A mom of three young children enters the pastor’s office and says, “I am struggling with my children. I hate them at times. I have not hit them yet or hurt them, but I want to. There are times where I have to leave the house so I do not strike them with my fist or throw something at them.” What should the pastor say? Again he begins by encouraging her that she has not yet acted on her anger though no doubt it has affected her home. But he does not stop there. Why is she angry? What about her situation makes her want to hurt her children? She has a heart problem. She needs the Scriptures to reshape her desires. She also needs practical advice, such as getting a break, memorizing Scripture, getting adequate rest, etc. But that is certainly not all she needs. To give her the tools to cope without ever addressing the desires that produce the sinful attitude is to heal the wound lightly. And again, even the desire to harm the children is sinful and must be repented of.
A young man enters the pastor’s office and says, “I am struggling with homosexual attraction. I do not find myself attracted to women. I find myself physically attracted to men. I have not acted on that yet, but I want to.” What should the pastor say? Why would the pastor say anything different than what was said above? Why would he not encourage the young man in his resistance so far, but then start using Scripture to address his desires? Why would he not tell the young man that those desires that drive him to want to have sex with men are sinful and need repenting of? Why would a pastor fail to use the gospel to address the heart as well as the hands? Why on earth would he say, “As long as you don’t have sex with a man you are fine?”
None of this is meant to minimize the difficulty of dealing with our sinful desires. It is a long, slow process that all of us are going through. Nor is it to equate temptation with the act itself. For a married man to look at a woman other than his wife is not to commit adultery. To be tempted to sex with a man is not to actually have sex with a man. Yet even that desire is sinful and it must be seen as such if we are ever going to kill sin. I will also admit that the line between temptation and lust is gray. If I see a woman in a bikini and look for a second and then quickly glance away have I lusted or was I just tempted to lust? The answer is not easy. But we all know that in a perfect world this would not be a problem. Therefore even in that gray area we are weak sinners.
Of course, a Christian man tempted to homosexuality should not act on those desires. But this is not celibacy. Just as a single man refusing to sleep with a prostitute is not celibacy. It is a rejection of sinful acts. A man tempted to homosexuality may be called to a life of celibacy. But he is not called to be a gay, but celibate Christian just as the woman above is not called to be an angry, but not physically abusive Christian and the man is not called to be a lusting, but not committing adultery Christian. A Christian man tempted to homosexuality, but who refuses to give in is simply a Christian fighting the good fight. Nothing more and nothing less. His sin is not in a different category on the pastoral level than other sins.

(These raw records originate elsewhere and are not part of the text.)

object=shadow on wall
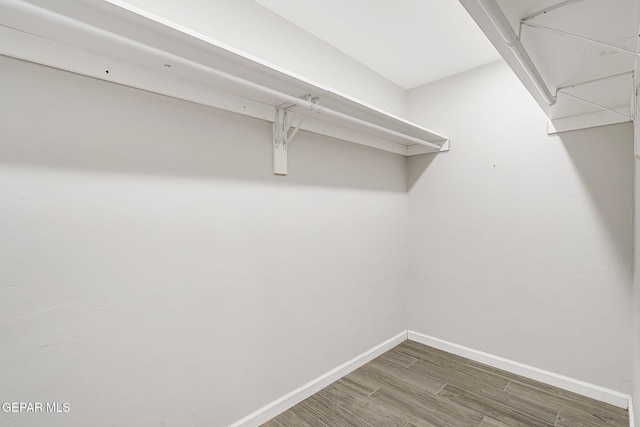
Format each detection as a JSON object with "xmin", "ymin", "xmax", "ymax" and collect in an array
[
  {"xmin": 407, "ymin": 151, "xmax": 440, "ymax": 191},
  {"xmin": 559, "ymin": 124, "xmax": 634, "ymax": 270},
  {"xmin": 0, "ymin": 57, "xmax": 406, "ymax": 192}
]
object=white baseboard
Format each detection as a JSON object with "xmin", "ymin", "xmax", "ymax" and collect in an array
[
  {"xmin": 408, "ymin": 331, "xmax": 631, "ymax": 409},
  {"xmin": 230, "ymin": 331, "xmax": 407, "ymax": 427}
]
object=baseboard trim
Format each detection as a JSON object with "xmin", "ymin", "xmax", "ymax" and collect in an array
[
  {"xmin": 408, "ymin": 331, "xmax": 630, "ymax": 409},
  {"xmin": 230, "ymin": 331, "xmax": 407, "ymax": 427}
]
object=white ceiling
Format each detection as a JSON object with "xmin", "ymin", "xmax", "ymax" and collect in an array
[{"xmin": 255, "ymin": 0, "xmax": 500, "ymax": 89}]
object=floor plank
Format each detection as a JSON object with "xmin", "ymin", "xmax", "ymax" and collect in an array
[
  {"xmin": 300, "ymin": 394, "xmax": 372, "ymax": 427},
  {"xmin": 438, "ymin": 385, "xmax": 557, "ymax": 427},
  {"xmin": 263, "ymin": 341, "xmax": 629, "ymax": 427},
  {"xmin": 319, "ymin": 381, "xmax": 407, "ymax": 427},
  {"xmin": 506, "ymin": 381, "xmax": 629, "ymax": 427},
  {"xmin": 380, "ymin": 349, "xmax": 418, "ymax": 368},
  {"xmin": 407, "ymin": 360, "xmax": 509, "ymax": 390},
  {"xmin": 480, "ymin": 417, "xmax": 509, "ymax": 427},
  {"xmin": 371, "ymin": 388, "xmax": 483, "ymax": 427}
]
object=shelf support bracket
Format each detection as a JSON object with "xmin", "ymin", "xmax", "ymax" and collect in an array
[{"xmin": 273, "ymin": 95, "xmax": 317, "ymax": 176}]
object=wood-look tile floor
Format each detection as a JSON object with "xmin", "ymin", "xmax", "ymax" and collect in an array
[{"xmin": 263, "ymin": 341, "xmax": 629, "ymax": 427}]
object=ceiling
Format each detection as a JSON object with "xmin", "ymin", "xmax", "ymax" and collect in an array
[{"xmin": 255, "ymin": 0, "xmax": 500, "ymax": 89}]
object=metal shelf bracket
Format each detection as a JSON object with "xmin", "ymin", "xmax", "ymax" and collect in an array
[{"xmin": 273, "ymin": 95, "xmax": 318, "ymax": 176}]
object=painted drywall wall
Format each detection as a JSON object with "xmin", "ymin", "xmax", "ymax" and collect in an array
[
  {"xmin": 408, "ymin": 62, "xmax": 633, "ymax": 393},
  {"xmin": 104, "ymin": 0, "xmax": 406, "ymax": 117},
  {"xmin": 631, "ymin": 150, "xmax": 640, "ymax": 426},
  {"xmin": 0, "ymin": 57, "xmax": 407, "ymax": 427}
]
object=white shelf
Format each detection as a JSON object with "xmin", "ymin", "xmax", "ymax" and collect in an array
[{"xmin": 0, "ymin": 0, "xmax": 449, "ymax": 161}]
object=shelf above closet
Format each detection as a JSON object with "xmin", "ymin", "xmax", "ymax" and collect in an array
[{"xmin": 0, "ymin": 0, "xmax": 449, "ymax": 173}]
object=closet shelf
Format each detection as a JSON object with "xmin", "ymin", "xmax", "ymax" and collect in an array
[{"xmin": 0, "ymin": 0, "xmax": 449, "ymax": 174}]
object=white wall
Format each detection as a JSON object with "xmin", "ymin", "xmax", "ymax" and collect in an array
[
  {"xmin": 0, "ymin": 57, "xmax": 407, "ymax": 426},
  {"xmin": 110, "ymin": 0, "xmax": 407, "ymax": 117},
  {"xmin": 631, "ymin": 144, "xmax": 640, "ymax": 426},
  {"xmin": 408, "ymin": 62, "xmax": 633, "ymax": 393}
]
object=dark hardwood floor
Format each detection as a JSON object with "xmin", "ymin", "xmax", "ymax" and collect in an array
[{"xmin": 263, "ymin": 341, "xmax": 629, "ymax": 427}]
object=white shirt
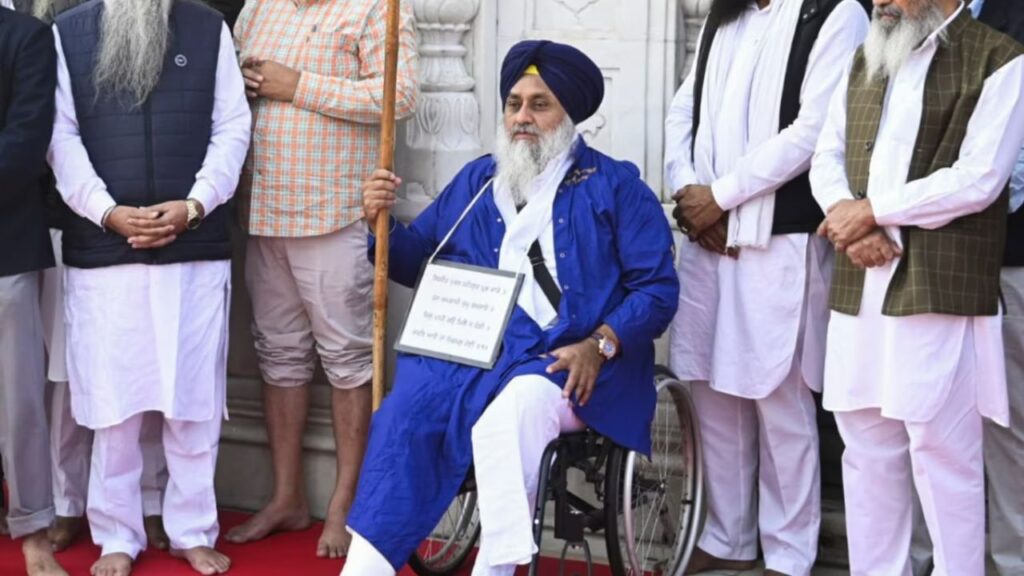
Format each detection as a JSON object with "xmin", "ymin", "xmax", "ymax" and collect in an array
[
  {"xmin": 811, "ymin": 5, "xmax": 1024, "ymax": 423},
  {"xmin": 666, "ymin": 0, "xmax": 868, "ymax": 398},
  {"xmin": 47, "ymin": 25, "xmax": 252, "ymax": 225}
]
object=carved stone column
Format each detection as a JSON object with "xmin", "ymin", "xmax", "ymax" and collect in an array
[
  {"xmin": 680, "ymin": 0, "xmax": 712, "ymax": 77},
  {"xmin": 396, "ymin": 0, "xmax": 481, "ymax": 219}
]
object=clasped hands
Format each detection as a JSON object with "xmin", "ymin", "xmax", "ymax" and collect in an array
[
  {"xmin": 672, "ymin": 184, "xmax": 739, "ymax": 258},
  {"xmin": 818, "ymin": 199, "xmax": 901, "ymax": 269},
  {"xmin": 103, "ymin": 200, "xmax": 188, "ymax": 250}
]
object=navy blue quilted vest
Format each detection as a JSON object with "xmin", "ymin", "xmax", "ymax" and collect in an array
[{"xmin": 56, "ymin": 0, "xmax": 231, "ymax": 269}]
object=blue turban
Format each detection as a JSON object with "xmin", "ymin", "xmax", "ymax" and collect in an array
[{"xmin": 501, "ymin": 40, "xmax": 604, "ymax": 124}]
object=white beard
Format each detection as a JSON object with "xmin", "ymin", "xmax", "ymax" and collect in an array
[
  {"xmin": 495, "ymin": 116, "xmax": 575, "ymax": 206},
  {"xmin": 864, "ymin": 0, "xmax": 946, "ymax": 84},
  {"xmin": 95, "ymin": 0, "xmax": 174, "ymax": 106}
]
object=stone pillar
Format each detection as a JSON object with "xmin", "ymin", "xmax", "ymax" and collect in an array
[{"xmin": 395, "ymin": 0, "xmax": 481, "ymax": 220}]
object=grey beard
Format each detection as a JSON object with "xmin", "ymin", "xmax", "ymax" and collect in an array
[
  {"xmin": 864, "ymin": 0, "xmax": 946, "ymax": 84},
  {"xmin": 95, "ymin": 0, "xmax": 174, "ymax": 107},
  {"xmin": 495, "ymin": 116, "xmax": 575, "ymax": 206}
]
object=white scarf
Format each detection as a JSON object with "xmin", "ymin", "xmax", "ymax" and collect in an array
[
  {"xmin": 495, "ymin": 136, "xmax": 580, "ymax": 328},
  {"xmin": 694, "ymin": 0, "xmax": 803, "ymax": 249}
]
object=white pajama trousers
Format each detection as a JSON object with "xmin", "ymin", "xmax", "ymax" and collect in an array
[
  {"xmin": 50, "ymin": 382, "xmax": 167, "ymax": 518},
  {"xmin": 341, "ymin": 375, "xmax": 586, "ymax": 576},
  {"xmin": 88, "ymin": 410, "xmax": 221, "ymax": 559},
  {"xmin": 836, "ymin": 373, "xmax": 985, "ymax": 576},
  {"xmin": 691, "ymin": 365, "xmax": 821, "ymax": 576}
]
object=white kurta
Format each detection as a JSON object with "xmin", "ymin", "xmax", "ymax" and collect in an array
[
  {"xmin": 811, "ymin": 3, "xmax": 1024, "ymax": 425},
  {"xmin": 49, "ymin": 26, "xmax": 251, "ymax": 428},
  {"xmin": 666, "ymin": 0, "xmax": 868, "ymax": 399}
]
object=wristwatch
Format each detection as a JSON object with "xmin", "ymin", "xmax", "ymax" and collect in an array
[
  {"xmin": 590, "ymin": 332, "xmax": 618, "ymax": 360},
  {"xmin": 185, "ymin": 198, "xmax": 203, "ymax": 230}
]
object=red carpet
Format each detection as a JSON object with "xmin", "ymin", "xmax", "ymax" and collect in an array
[{"xmin": 0, "ymin": 512, "xmax": 610, "ymax": 576}]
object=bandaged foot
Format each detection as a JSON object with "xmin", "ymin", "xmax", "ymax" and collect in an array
[
  {"xmin": 142, "ymin": 516, "xmax": 171, "ymax": 550},
  {"xmin": 224, "ymin": 502, "xmax": 313, "ymax": 544},
  {"xmin": 46, "ymin": 516, "xmax": 85, "ymax": 552},
  {"xmin": 89, "ymin": 552, "xmax": 131, "ymax": 576},
  {"xmin": 316, "ymin": 494, "xmax": 352, "ymax": 559},
  {"xmin": 22, "ymin": 530, "xmax": 68, "ymax": 576},
  {"xmin": 171, "ymin": 546, "xmax": 231, "ymax": 576}
]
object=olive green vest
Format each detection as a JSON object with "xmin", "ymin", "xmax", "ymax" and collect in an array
[{"xmin": 829, "ymin": 9, "xmax": 1024, "ymax": 316}]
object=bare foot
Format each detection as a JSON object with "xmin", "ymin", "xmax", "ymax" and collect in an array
[
  {"xmin": 89, "ymin": 552, "xmax": 131, "ymax": 576},
  {"xmin": 224, "ymin": 502, "xmax": 313, "ymax": 544},
  {"xmin": 684, "ymin": 548, "xmax": 758, "ymax": 575},
  {"xmin": 316, "ymin": 501, "xmax": 352, "ymax": 559},
  {"xmin": 142, "ymin": 516, "xmax": 171, "ymax": 550},
  {"xmin": 171, "ymin": 546, "xmax": 231, "ymax": 576},
  {"xmin": 22, "ymin": 530, "xmax": 68, "ymax": 576},
  {"xmin": 46, "ymin": 516, "xmax": 83, "ymax": 552}
]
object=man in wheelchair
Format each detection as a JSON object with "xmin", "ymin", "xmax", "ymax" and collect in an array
[{"xmin": 342, "ymin": 40, "xmax": 679, "ymax": 576}]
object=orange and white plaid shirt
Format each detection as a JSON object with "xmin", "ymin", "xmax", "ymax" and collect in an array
[{"xmin": 234, "ymin": 0, "xmax": 418, "ymax": 237}]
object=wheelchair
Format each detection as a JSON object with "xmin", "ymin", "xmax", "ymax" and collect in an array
[{"xmin": 409, "ymin": 366, "xmax": 705, "ymax": 576}]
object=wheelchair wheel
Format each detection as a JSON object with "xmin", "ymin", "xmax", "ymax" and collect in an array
[
  {"xmin": 409, "ymin": 483, "xmax": 480, "ymax": 576},
  {"xmin": 605, "ymin": 370, "xmax": 703, "ymax": 576}
]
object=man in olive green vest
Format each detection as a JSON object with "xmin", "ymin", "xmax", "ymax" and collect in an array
[{"xmin": 811, "ymin": 0, "xmax": 1024, "ymax": 565}]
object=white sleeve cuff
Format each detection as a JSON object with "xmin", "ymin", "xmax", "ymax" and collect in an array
[
  {"xmin": 83, "ymin": 190, "xmax": 118, "ymax": 228},
  {"xmin": 711, "ymin": 172, "xmax": 744, "ymax": 211}
]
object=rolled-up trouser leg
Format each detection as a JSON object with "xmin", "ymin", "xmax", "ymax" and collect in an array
[{"xmin": 0, "ymin": 272, "xmax": 54, "ymax": 538}]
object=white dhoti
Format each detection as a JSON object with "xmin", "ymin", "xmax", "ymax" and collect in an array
[
  {"xmin": 836, "ymin": 366, "xmax": 985, "ymax": 576},
  {"xmin": 40, "ymin": 229, "xmax": 167, "ymax": 518},
  {"xmin": 66, "ymin": 261, "xmax": 230, "ymax": 558},
  {"xmin": 824, "ymin": 248, "xmax": 1008, "ymax": 576},
  {"xmin": 672, "ymin": 235, "xmax": 833, "ymax": 575},
  {"xmin": 342, "ymin": 375, "xmax": 586, "ymax": 576},
  {"xmin": 50, "ymin": 382, "xmax": 167, "ymax": 518}
]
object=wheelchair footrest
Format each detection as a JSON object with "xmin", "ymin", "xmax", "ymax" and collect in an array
[{"xmin": 558, "ymin": 540, "xmax": 594, "ymax": 576}]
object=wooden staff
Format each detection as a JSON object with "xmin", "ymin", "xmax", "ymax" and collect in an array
[{"xmin": 373, "ymin": 0, "xmax": 401, "ymax": 412}]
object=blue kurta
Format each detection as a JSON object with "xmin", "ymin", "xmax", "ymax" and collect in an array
[{"xmin": 348, "ymin": 143, "xmax": 679, "ymax": 570}]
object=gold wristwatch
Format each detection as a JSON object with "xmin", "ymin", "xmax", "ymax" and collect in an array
[{"xmin": 185, "ymin": 198, "xmax": 203, "ymax": 230}]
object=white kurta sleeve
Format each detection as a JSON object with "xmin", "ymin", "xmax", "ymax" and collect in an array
[
  {"xmin": 188, "ymin": 25, "xmax": 252, "ymax": 214},
  {"xmin": 810, "ymin": 58, "xmax": 854, "ymax": 212},
  {"xmin": 47, "ymin": 27, "xmax": 116, "ymax": 225},
  {"xmin": 665, "ymin": 22, "xmax": 703, "ymax": 193},
  {"xmin": 871, "ymin": 56, "xmax": 1024, "ymax": 230},
  {"xmin": 712, "ymin": 0, "xmax": 870, "ymax": 210}
]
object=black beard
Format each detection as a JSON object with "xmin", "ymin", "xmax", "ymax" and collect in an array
[{"xmin": 709, "ymin": 0, "xmax": 754, "ymax": 26}]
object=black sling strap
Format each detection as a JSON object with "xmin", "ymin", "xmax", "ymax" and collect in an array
[{"xmin": 515, "ymin": 205, "xmax": 562, "ymax": 312}]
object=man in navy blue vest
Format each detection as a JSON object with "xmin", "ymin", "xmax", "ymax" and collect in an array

Homosexual desires are sinful. For some reason we are scared to say this. Is it because we believe Jesus cannot reach those desires? Is it because we want to sound compassionate? Is it because we have let psychology determine truth instead of Scripture? Or maybe we don’t think a man wanting to have sex with another man is a sin. Whatever the reason, we are wrong. We are called by Christ to bring our actions, our desires, our thoughts, and our words under his Lordship (II Cor. 10:5). The gospel is able to reshape our desires and not just our actions. Jesus died to make us new creatures outside and inside. If we do not preach that Jesus can change our deepest desires then are we preaching the real Jesus? If we do not preach the real Jesus, the Jesus who calls us to repent of and kill the sin in our hearts, we are not really loving homosexuals. To say that same sex attraction is something a Christian can live with is to deny the power of Christ to truly change us.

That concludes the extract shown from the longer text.